Employers are legally required to provide 15 days of paid annual leave to employees who have completed one year’s continuous service. An additional vacation day is paid for each two years of service thereafter, capped at 25 days.
TRIAL PERIOD IN SOUTH KOREA
Though probation period durations are not limited by law, typical probation periods in South Korea last between three and six months.
RESIGNATION AND DISMISSIAL IN SOUTH KOREA
By law, employers must provide employees with at least 30 days’ notice, or equivalent payment in lieu of notice. However, employment contracts often provide for longer notice, up to twelve months in certain circumstances. Full- time employees are entitled to receive severance pay equal to one month’s salary for each year of employment if they have worked for at least one year and they have worked for more than 15 hours per week or more than 60 hours per month. Severance pay must be paid within two weeks of termination.
Restrictive covenants are generally enforceable in South Korea, provided they are reasonable and protect an employer's trade secrets. This includes non- compete clauses as well as customer and employee non-solicitation clauses.
CONTRACT OF EMPLOYMENT WHEN HIRING IN SOUTH KOREA
Under the LSA, all employers in Korea must enter into a written agreement with their employees, which details working conditions, wages, working hours and recess periods, weekly paid days off, and paid annual leave.
MATERNITY AND PATERNITY LEAVE IN SOUTH KOREA
Pregnant employees are entitled to 90 days of maternity leave, with at least 45 consecutive days of leave to be taken after the birth. Depending on the size of the company, the leave will be paid for by the company or by Employment Insurance. Parents who have worked for an employer for more than one year and have children under six years old are eligible for up to one year of parental leave. This leave will be paid at 40% of normal monthly income, funded by Employment Insurance. Parents cannot take this leave at the same time.
SICKNESS AND DISABILTY LEAVE
There is no legal requirement for employers to provide leave to employees for non-work related illnesses or injuries. It is not uncommon, however, for companies to provide paid sick leave whether or not an injury or illness is work related. Employers are required under the Labor Standards Act to provide paid leave for work-related illnesses or injuries. Sick pay paid to an employee cannot be recovered from the state.

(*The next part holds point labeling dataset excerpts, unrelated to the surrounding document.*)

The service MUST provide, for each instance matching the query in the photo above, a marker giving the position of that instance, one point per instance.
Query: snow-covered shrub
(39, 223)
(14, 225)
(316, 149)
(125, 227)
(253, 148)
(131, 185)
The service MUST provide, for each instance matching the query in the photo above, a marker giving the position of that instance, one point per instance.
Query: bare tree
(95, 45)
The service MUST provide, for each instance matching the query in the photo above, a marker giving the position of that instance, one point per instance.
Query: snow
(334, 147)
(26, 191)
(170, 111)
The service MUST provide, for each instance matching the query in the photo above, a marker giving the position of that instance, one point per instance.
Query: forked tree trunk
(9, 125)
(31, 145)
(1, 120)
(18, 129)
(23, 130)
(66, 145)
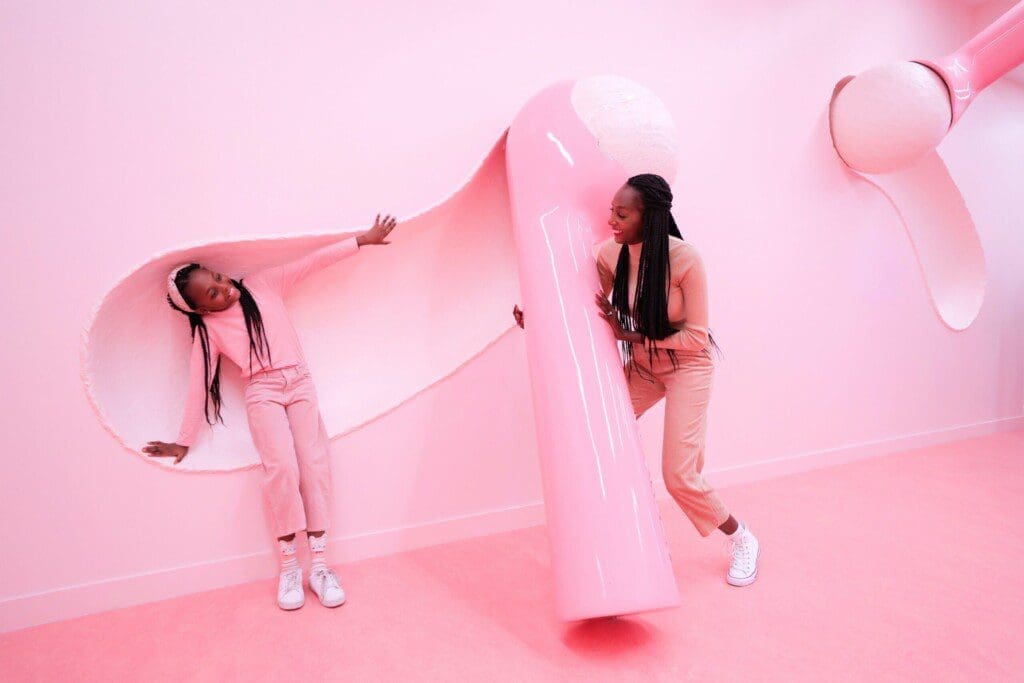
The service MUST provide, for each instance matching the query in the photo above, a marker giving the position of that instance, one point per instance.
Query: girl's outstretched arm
(283, 278)
(196, 398)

SOCIAL SECURITY IN SOUTH KOREA
|National Health Insurance||3.68%||3.68%|
|Workers Accident Compensation Insurance||0.73-18.63%||None|
HEALTHCARE AND INSURANCE IN SOUTH KOREA
Healthcare in South Korea is universal and funded through a combination of government subsidies, outside contributions, and tobacco surcharges.
EMPLOYMENT OF FOREIGN NATIONALS WITHIN SOUTH KOREA
There are two main types of visa issued to foreign nationals working in South Korea: the Long Term (E7) visa and the Short Term / Temporary (C4) visa, which lasts for a maximum of 90 days. Foreign nationals who wish to work in Korea should hold a sojourn status that allows employment.

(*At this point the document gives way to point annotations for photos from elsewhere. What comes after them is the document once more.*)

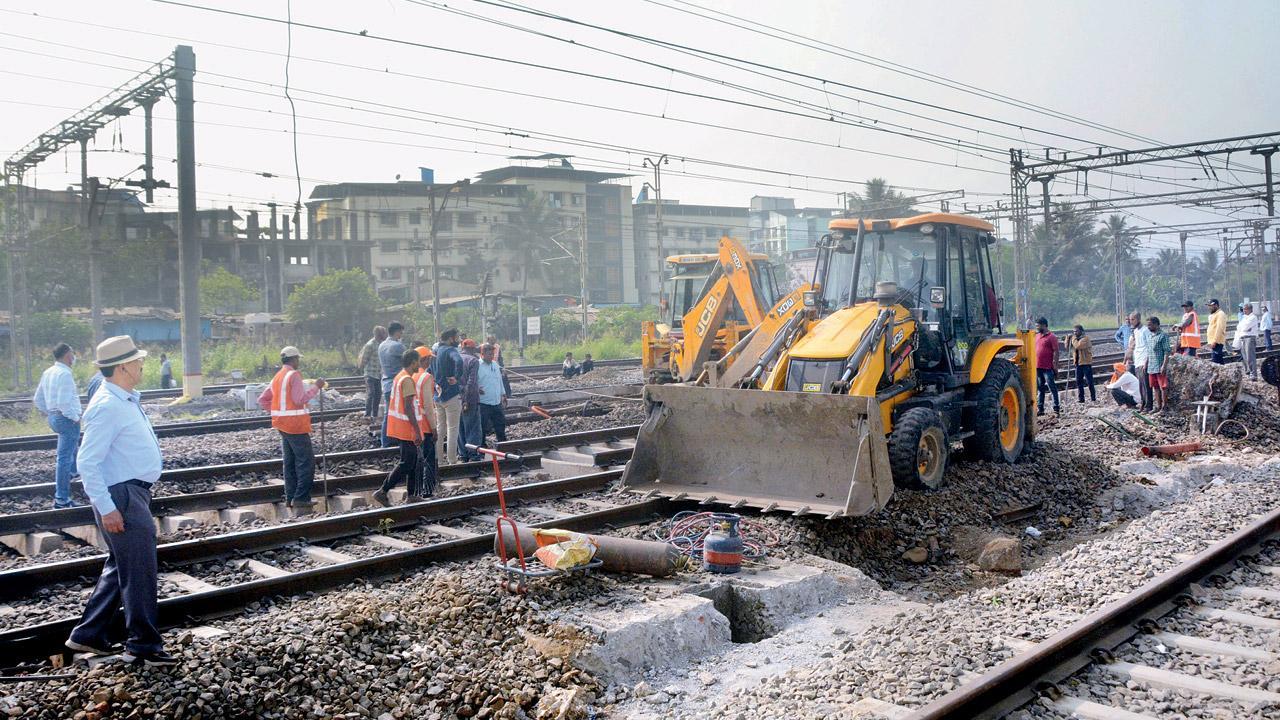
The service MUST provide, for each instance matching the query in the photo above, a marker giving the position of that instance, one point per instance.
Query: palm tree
(528, 233)
(880, 200)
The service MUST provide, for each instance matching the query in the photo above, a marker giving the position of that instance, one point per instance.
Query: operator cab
(941, 264)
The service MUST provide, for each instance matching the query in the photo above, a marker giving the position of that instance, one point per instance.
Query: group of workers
(1142, 379)
(439, 400)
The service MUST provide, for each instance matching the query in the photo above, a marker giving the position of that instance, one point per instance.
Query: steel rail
(1016, 680)
(231, 469)
(17, 582)
(346, 381)
(45, 638)
(56, 519)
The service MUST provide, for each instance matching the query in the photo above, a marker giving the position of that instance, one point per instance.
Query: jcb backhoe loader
(717, 301)
(896, 355)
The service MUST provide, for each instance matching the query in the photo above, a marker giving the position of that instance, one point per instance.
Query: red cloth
(1046, 350)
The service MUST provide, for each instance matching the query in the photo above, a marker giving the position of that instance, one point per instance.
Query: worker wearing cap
(287, 399)
(1124, 386)
(402, 427)
(119, 460)
(424, 408)
(1216, 331)
(1188, 335)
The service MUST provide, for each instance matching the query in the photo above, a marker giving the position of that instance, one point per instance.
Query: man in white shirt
(1247, 332)
(59, 400)
(1124, 387)
(1266, 324)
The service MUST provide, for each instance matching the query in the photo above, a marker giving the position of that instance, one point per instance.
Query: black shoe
(86, 647)
(158, 659)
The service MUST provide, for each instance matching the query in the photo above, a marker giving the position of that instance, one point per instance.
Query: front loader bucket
(807, 454)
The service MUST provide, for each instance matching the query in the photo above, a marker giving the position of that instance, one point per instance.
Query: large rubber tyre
(918, 450)
(999, 414)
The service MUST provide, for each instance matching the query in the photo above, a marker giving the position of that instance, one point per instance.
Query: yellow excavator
(717, 301)
(895, 354)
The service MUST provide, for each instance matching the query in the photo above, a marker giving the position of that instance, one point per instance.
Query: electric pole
(657, 192)
(1182, 241)
(188, 236)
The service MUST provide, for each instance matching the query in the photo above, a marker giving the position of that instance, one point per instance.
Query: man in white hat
(119, 460)
(287, 401)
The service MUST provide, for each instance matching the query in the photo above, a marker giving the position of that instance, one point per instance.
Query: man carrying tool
(1046, 364)
(493, 396)
(424, 397)
(1123, 386)
(287, 399)
(1082, 355)
(402, 425)
(1216, 331)
(1188, 331)
(1160, 349)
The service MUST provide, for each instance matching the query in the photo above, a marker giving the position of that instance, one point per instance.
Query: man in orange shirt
(424, 397)
(402, 428)
(287, 399)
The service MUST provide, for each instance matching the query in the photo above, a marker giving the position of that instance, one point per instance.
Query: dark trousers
(493, 419)
(472, 433)
(1084, 378)
(373, 396)
(1143, 386)
(300, 466)
(128, 577)
(406, 469)
(429, 472)
(1123, 399)
(387, 441)
(1045, 381)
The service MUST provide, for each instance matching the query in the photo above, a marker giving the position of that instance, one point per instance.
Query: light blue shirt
(489, 378)
(118, 445)
(56, 392)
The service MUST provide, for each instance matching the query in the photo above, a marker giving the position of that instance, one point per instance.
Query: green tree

SALARY AND SALARY TAXES IN SOUTH KOREA
South Korea's minimum wage is KRW 6,470 per hour. The minimum wage rate is reviewed annually.

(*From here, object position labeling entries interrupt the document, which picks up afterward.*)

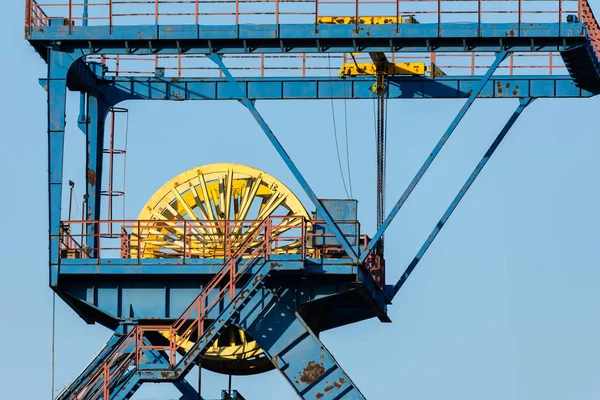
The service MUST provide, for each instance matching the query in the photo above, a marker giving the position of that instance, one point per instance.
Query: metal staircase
(131, 359)
(583, 62)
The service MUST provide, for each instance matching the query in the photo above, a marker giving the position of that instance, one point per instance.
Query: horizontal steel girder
(313, 88)
(272, 38)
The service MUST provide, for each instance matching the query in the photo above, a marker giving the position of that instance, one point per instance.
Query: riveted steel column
(97, 111)
(523, 103)
(58, 67)
(286, 158)
(438, 147)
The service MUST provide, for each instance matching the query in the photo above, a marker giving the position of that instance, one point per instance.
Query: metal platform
(113, 51)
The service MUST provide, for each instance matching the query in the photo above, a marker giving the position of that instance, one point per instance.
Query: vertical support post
(357, 11)
(58, 67)
(237, 12)
(85, 15)
(523, 103)
(70, 15)
(156, 12)
(438, 147)
(478, 18)
(286, 158)
(199, 379)
(519, 12)
(559, 17)
(439, 17)
(97, 112)
(397, 16)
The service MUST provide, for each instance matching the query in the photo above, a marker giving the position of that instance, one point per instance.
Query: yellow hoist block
(411, 68)
(374, 20)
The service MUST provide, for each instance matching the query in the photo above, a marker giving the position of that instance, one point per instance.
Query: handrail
(186, 240)
(115, 363)
(591, 25)
(155, 12)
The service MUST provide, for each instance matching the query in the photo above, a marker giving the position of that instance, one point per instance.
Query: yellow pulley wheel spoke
(207, 196)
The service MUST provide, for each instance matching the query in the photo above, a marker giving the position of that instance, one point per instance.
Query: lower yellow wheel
(205, 198)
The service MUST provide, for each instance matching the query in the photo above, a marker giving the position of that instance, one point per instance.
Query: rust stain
(312, 372)
(92, 177)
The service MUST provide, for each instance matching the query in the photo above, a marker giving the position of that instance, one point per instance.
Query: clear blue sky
(503, 306)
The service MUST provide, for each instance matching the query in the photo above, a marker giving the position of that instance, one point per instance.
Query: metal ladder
(133, 359)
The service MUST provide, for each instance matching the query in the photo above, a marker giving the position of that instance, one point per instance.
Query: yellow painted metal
(213, 193)
(411, 68)
(210, 193)
(372, 20)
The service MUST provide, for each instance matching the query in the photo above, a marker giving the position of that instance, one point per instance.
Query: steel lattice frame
(64, 45)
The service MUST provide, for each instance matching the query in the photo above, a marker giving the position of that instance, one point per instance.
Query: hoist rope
(337, 146)
(347, 147)
(381, 151)
(53, 337)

|Taxable Income (INR)||Tax Rate (%)|
12,000 - 46,000
|46,000 - 88,000||24%|
|88,000 - 150,000||34%|
|150,000 - 300,000||38%|
|300,000 - 500,000||40%|
The payroll cycle in South Korea is generally monthly, and payments are usually made on the last working day.
SOCIAL SECURITY CONTRIBUTIONEmployees make a 4.5% contribution to the National Pension and 3.68% to National Health Insurance, both of which are matched by the employer.
SOCIAL CONTRIBUTION RATES
Employees are required to make variable contributions to Employment Insurance and Worker’s Accident Compensation Insurance, depending on individual circumstances.